Amend your driver record – TBC.
Sign your mortgage deed – TBC.
Apply for the Personal Independence Payment – TBC.
Child maintenance – TBC.
Bereavement support – TBC ...

GDS's case is undermined by repeatedly claiming that all eight of their "identity providers" are certified trustworthy. They're not.

And by repeatedly claiming that GOV.UK Verify (RIP) abides by all nine identity assurance principles specified by the Privacy and Consumer Advisory group. It doesn't.

And by repeatedly asserting, without qualification, that GOV.UK Verify (RIP) is secure. It can't be. Nothing is.

GDS are undermining the case for Government as a Platform – instead of GOV.UK Verify (RIP) being the single pan-government identity assurance platform, it will be just one among many. Ditto GOV.UK Pay if that platform ever sees the light of day.

And they are undermining the case for data as a public service/evidence-based policy-making, please see Matt Hancock: 83 + 83 = 71.

Exploring the need for GOV.UK Verify [RIP] in local government - get involved was published on 1 June 2016. GDS sound like a supplicant. Will local government intercede on GDS's behalf, where HMRC and others have refused?

Most government in the UK is local government. Mostly, it is local authorities who have to deliver public services. It is local authorities, most of the time, who have to deal with people in person.
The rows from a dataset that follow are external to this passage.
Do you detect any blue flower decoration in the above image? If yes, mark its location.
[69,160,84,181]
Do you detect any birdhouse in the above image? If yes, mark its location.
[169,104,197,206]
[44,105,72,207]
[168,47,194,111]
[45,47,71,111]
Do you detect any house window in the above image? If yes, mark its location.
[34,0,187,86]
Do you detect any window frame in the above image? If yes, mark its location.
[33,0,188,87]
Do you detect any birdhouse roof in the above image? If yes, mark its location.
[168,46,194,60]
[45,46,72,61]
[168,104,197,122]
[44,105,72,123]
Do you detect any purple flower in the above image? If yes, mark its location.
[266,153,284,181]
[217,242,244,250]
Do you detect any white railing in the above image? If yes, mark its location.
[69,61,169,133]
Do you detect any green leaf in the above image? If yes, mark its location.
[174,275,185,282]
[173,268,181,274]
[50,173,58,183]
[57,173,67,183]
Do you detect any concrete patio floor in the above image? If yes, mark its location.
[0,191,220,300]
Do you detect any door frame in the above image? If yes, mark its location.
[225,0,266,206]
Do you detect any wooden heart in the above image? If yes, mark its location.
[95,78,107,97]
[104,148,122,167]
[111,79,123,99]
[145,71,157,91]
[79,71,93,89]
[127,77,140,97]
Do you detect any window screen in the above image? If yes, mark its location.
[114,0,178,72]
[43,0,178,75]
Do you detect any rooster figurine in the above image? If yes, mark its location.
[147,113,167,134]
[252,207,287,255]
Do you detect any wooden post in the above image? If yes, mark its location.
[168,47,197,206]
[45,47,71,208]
It is local authorities and not the theoreticians in GDS who have the practical experience of government.

It is possible that local government will come to GDS's rescue. But a 19 June 2016 article on the Government Computing website makes it clear how unlikely that is.

Money is one problem. GDS can't tell the local authorities how much GOV.UK Verify (RIP) would cost them:

Another key consideration for any potential ID solution for local authorities making use of GOV.UK Verify [RIP] is expected to be around finalising a financial businesses case for who will pay private ID suppliers for the service. Delegates at a Socitm [the Society of Information Technology Management] conference held in Leicester last October raised concerns around a lack of a financial plan over how Verify may be adapted and run.

Three times we are told that local authorities need "highly assured" on-line identities but that's just what GOV.UK Verify (RIP) can't provide. The US National Institute of Standards and Technology say that GOV.UK Verify (RIP) doesn't prove people's identities, it just collects a lot of self-certifications.

What is the supposed attraction for local authorities? Why should they use GOV.UK Verify (RIP), according to GDS?

The Blue Badge project is trotted out again. Years of hard work on it, and still no sign of a transformed, digital-by-default service.

Apart from that, what are the "high priorities requiring a system to check individual user eligibility"? Answer apparently, "local authority taxi licensing and parking permit functions".

Opening a GOV.UK Verify (RIP) account requires you to hand over reams of personal information to companies in countries all over the world. GDS may believe that people are prepared to do that just to get a resident's parking permit. Local authorities may believe that that is questionable.

It's out of proportion. It's an unnecessary risk for residents. And who would be liable in the case of losses following a security breach? GDS? Or would it be the local authorities?

That is not the rôle of local government.

And GOV.UK Verify (RIP) will have to try elsewhere to discover its rôle.